For Johnny Strang, who celebrated his 19th birthday in Baghdad, returning to civilian life had just as many challenges, though.

“It’s the little things,” Strang said about the months-long adjustment for veterans. “I dropped an ‘f-bomb’ in front of my grandma. It just slipped out, but I regret it to this day.”

Strang, 27, has a broad view of the war in Iraq after three deployments, beginning with the 2003 invasion, a stint from 2004-05 and a final mission in 2010.

“It was the adventure of a lifetime, really,” he said.

He describes the invasion in 2003 as a “wild, wild West” experience. The rules of engagement were loose, and the enemy usually wore a uniform of some sort. There were more restrictions on the second deployment, however, and the advent of suicide bombers and guerrilla warfare made it difficult to distinguish friend from foe.

Even in the thick of a tough deployment, Strang said the Iraqi people were grateful and friendly toward American troops.

“I’ve seen some horrible things happen to Americans and Iraqis. But we did good things over there, too,” Strang said.

He found the country significantly changed when he arrived in 2010. Saddam Hussein had been captured, tried and executed; the Iraqi army and police had assumed many of the responsibilities of the U.S. forces.

“The mission had already changed a lot,” Strang said.

As part of a transportation and convoy security unit, Strang didn’t have the same combat experience as troops raiding houses in Fallujah. Still, there’s a perception that it’s only the troops who participated in heavy “Rambo-style” fighting who have trouble adjusting back home, he said.

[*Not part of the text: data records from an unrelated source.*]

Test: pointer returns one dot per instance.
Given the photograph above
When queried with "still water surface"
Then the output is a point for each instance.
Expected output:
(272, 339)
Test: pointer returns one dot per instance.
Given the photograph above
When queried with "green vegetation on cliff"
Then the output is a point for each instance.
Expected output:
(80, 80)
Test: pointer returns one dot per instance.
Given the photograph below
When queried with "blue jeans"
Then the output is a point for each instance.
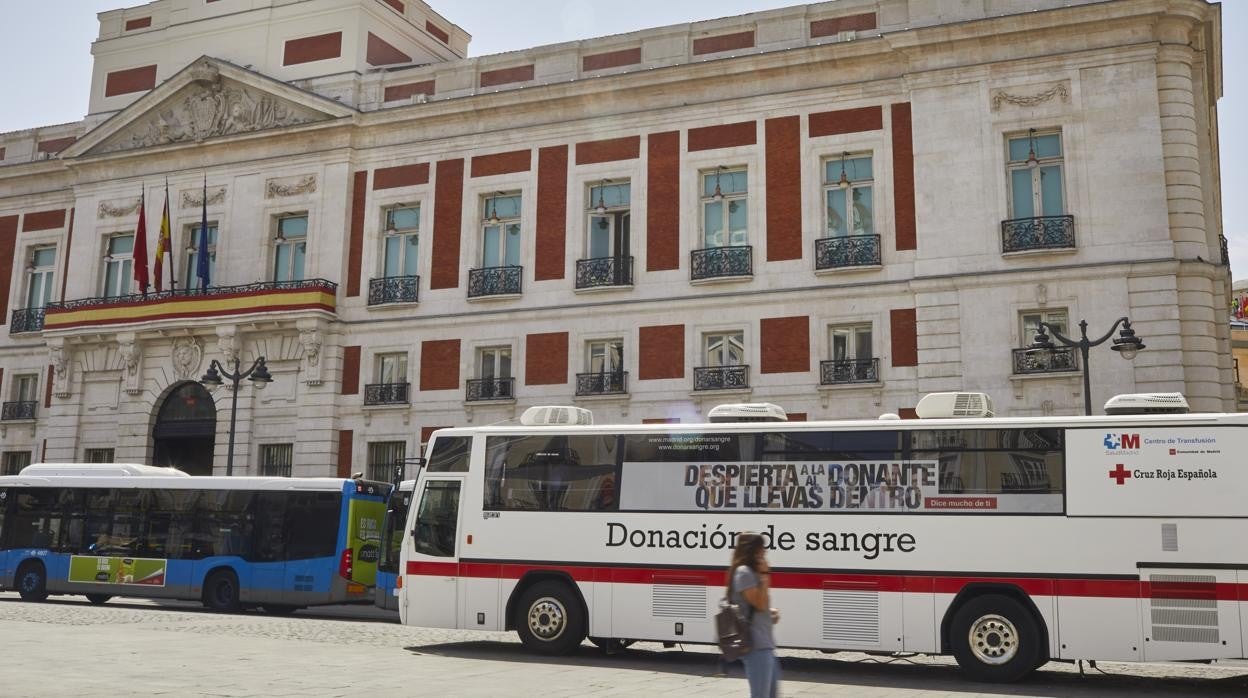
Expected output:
(763, 672)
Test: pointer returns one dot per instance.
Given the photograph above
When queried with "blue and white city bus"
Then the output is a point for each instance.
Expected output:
(106, 530)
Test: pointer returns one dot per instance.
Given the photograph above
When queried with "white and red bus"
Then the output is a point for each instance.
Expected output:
(1005, 542)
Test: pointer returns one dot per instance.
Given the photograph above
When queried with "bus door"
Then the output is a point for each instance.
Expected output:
(431, 578)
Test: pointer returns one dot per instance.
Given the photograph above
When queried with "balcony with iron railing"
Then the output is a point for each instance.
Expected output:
(387, 393)
(18, 410)
(614, 382)
(604, 272)
(846, 371)
(721, 262)
(489, 388)
(393, 290)
(494, 281)
(848, 251)
(721, 377)
(26, 320)
(1058, 360)
(1042, 232)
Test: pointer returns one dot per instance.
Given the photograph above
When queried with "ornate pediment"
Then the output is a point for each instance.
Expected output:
(209, 100)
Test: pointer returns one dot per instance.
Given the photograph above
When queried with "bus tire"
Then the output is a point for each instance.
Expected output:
(548, 618)
(33, 581)
(996, 639)
(221, 591)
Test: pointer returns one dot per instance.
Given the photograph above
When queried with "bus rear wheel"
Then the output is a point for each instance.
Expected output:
(549, 619)
(996, 639)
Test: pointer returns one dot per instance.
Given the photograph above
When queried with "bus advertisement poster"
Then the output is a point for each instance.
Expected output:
(91, 570)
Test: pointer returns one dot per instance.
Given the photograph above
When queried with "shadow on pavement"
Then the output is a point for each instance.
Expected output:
(1057, 679)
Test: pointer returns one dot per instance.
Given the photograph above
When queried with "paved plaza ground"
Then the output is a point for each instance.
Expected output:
(131, 647)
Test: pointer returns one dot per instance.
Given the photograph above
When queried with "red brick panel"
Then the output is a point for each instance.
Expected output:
(610, 59)
(835, 25)
(785, 344)
(609, 150)
(437, 31)
(846, 121)
(502, 162)
(710, 137)
(904, 177)
(346, 443)
(723, 43)
(8, 246)
(448, 194)
(381, 53)
(784, 187)
(552, 212)
(408, 89)
(905, 336)
(546, 358)
(507, 75)
(312, 49)
(663, 210)
(43, 220)
(402, 175)
(356, 244)
(660, 352)
(351, 370)
(439, 365)
(131, 80)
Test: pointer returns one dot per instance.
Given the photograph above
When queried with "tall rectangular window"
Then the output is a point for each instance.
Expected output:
(117, 260)
(1035, 171)
(39, 276)
(725, 207)
(848, 196)
(402, 241)
(501, 231)
(290, 247)
(192, 255)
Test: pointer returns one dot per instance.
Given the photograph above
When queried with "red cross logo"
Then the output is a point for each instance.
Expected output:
(1120, 473)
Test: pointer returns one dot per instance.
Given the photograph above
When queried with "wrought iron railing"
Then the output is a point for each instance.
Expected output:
(1042, 232)
(489, 388)
(1052, 361)
(718, 262)
(839, 371)
(721, 377)
(393, 290)
(19, 410)
(493, 281)
(243, 289)
(386, 393)
(614, 382)
(26, 320)
(848, 251)
(604, 271)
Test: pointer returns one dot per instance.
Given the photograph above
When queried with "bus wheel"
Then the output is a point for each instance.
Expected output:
(221, 591)
(995, 638)
(33, 581)
(548, 618)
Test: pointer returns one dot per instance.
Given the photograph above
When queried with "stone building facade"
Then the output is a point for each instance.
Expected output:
(836, 207)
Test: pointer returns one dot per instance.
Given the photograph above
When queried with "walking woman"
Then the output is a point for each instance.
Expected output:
(749, 584)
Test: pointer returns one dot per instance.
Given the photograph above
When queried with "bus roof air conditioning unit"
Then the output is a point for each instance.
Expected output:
(748, 412)
(1147, 403)
(950, 405)
(547, 416)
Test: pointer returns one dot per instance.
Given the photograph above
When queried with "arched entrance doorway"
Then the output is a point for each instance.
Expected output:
(186, 428)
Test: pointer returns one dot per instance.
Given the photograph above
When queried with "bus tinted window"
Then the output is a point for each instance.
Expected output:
(552, 472)
(449, 453)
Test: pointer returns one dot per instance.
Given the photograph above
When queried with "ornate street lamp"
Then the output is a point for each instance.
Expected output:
(260, 377)
(1126, 344)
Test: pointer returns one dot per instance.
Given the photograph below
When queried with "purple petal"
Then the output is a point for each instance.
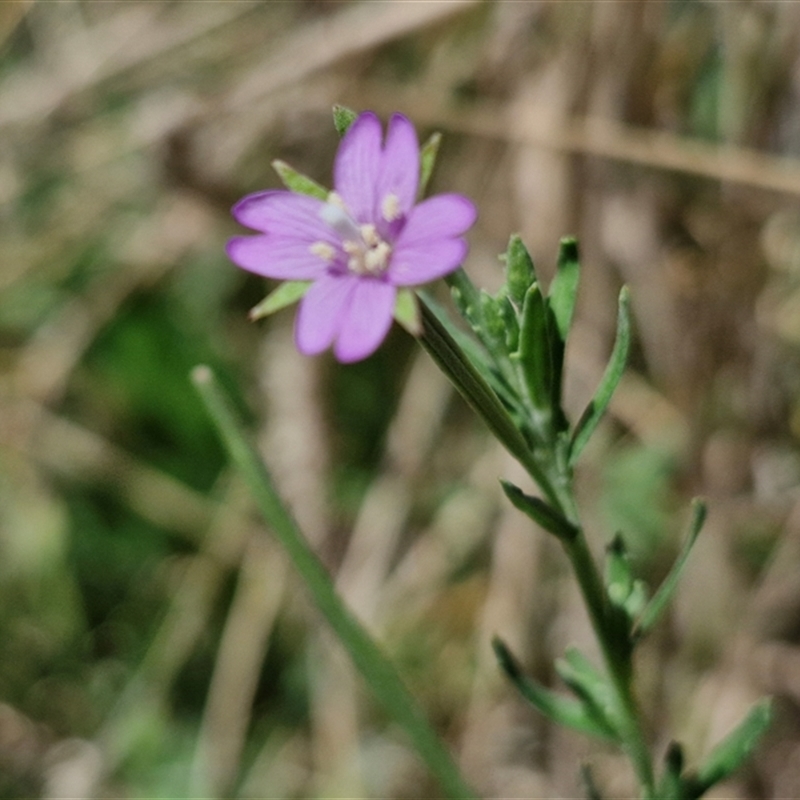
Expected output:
(322, 311)
(284, 213)
(420, 262)
(399, 173)
(443, 216)
(276, 257)
(367, 321)
(357, 166)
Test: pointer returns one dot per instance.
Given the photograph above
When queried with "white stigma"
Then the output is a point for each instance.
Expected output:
(367, 253)
(390, 208)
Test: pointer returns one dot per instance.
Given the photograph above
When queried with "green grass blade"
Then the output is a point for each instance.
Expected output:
(376, 669)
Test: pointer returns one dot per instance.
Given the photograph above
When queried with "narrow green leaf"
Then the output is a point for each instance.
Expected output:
(619, 580)
(406, 312)
(428, 154)
(534, 356)
(297, 182)
(493, 325)
(611, 378)
(660, 600)
(287, 293)
(466, 297)
(520, 272)
(343, 118)
(671, 786)
(564, 286)
(589, 685)
(556, 707)
(733, 750)
(473, 387)
(540, 512)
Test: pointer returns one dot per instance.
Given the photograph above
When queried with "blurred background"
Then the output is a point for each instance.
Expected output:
(154, 643)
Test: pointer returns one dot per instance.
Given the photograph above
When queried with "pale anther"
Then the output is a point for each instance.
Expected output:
(390, 208)
(370, 235)
(324, 250)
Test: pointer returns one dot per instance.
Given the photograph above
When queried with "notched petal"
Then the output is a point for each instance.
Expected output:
(399, 175)
(276, 257)
(285, 214)
(440, 217)
(420, 262)
(367, 320)
(357, 166)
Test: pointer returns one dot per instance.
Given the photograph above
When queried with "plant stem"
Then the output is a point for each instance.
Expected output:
(375, 667)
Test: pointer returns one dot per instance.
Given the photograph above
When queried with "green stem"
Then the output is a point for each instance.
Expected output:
(617, 663)
(375, 667)
(474, 389)
(554, 477)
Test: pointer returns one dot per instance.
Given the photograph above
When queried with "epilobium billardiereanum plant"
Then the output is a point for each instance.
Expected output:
(350, 255)
(358, 243)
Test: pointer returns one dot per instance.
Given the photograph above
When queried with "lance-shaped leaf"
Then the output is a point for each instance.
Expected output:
(428, 153)
(732, 751)
(466, 297)
(343, 118)
(520, 273)
(564, 286)
(297, 182)
(473, 387)
(556, 707)
(655, 608)
(540, 512)
(611, 378)
(561, 300)
(286, 294)
(591, 687)
(534, 356)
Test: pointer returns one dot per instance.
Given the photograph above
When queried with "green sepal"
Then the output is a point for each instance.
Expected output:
(563, 290)
(540, 512)
(343, 118)
(658, 603)
(286, 294)
(611, 378)
(556, 707)
(427, 156)
(297, 182)
(671, 785)
(534, 356)
(511, 322)
(520, 272)
(407, 313)
(592, 689)
(732, 751)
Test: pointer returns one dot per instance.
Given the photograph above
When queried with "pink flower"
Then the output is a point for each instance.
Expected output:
(367, 240)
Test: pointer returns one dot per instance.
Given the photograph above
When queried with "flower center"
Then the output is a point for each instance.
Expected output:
(367, 253)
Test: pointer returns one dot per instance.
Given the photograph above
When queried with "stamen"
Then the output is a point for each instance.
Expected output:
(324, 250)
(370, 235)
(335, 199)
(390, 208)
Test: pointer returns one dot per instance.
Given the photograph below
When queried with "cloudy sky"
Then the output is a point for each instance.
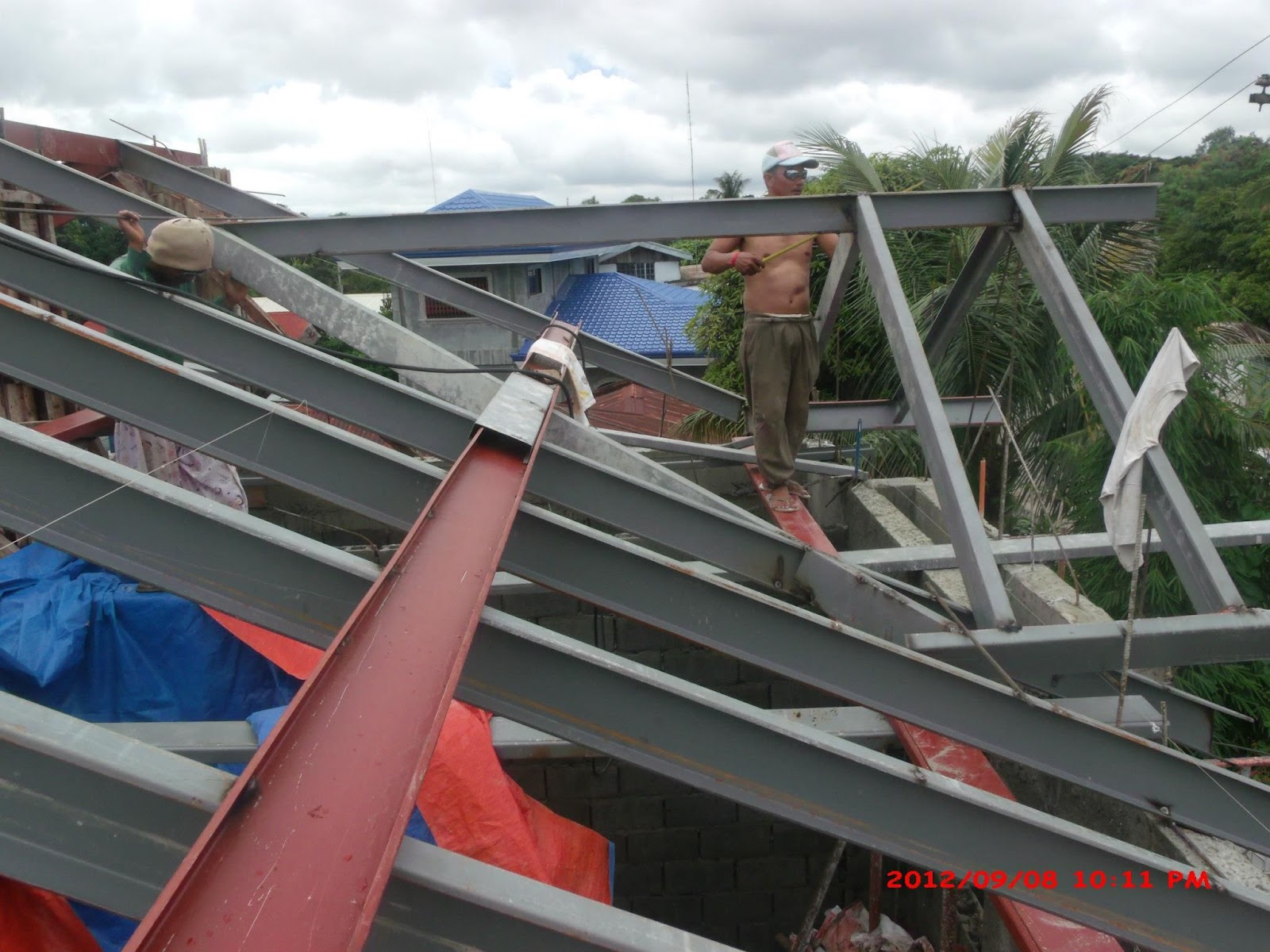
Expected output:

Strang said that when he came home he sorely missed the camaraderie of his fellow soldiers; it’s hard to relate to friends back home after a year spent overseas. It’s also tough integrating back into a world where work is scarce and food and shelter aren’t free.

Strang matured during his deployments, even as Iraq changed. Seeing the improvements in the nation changed his mindset about the religion, the people and the country. From his perspective, a lot of good was accomplished.

“I’ve always been very supportive of the mission,” Strang said.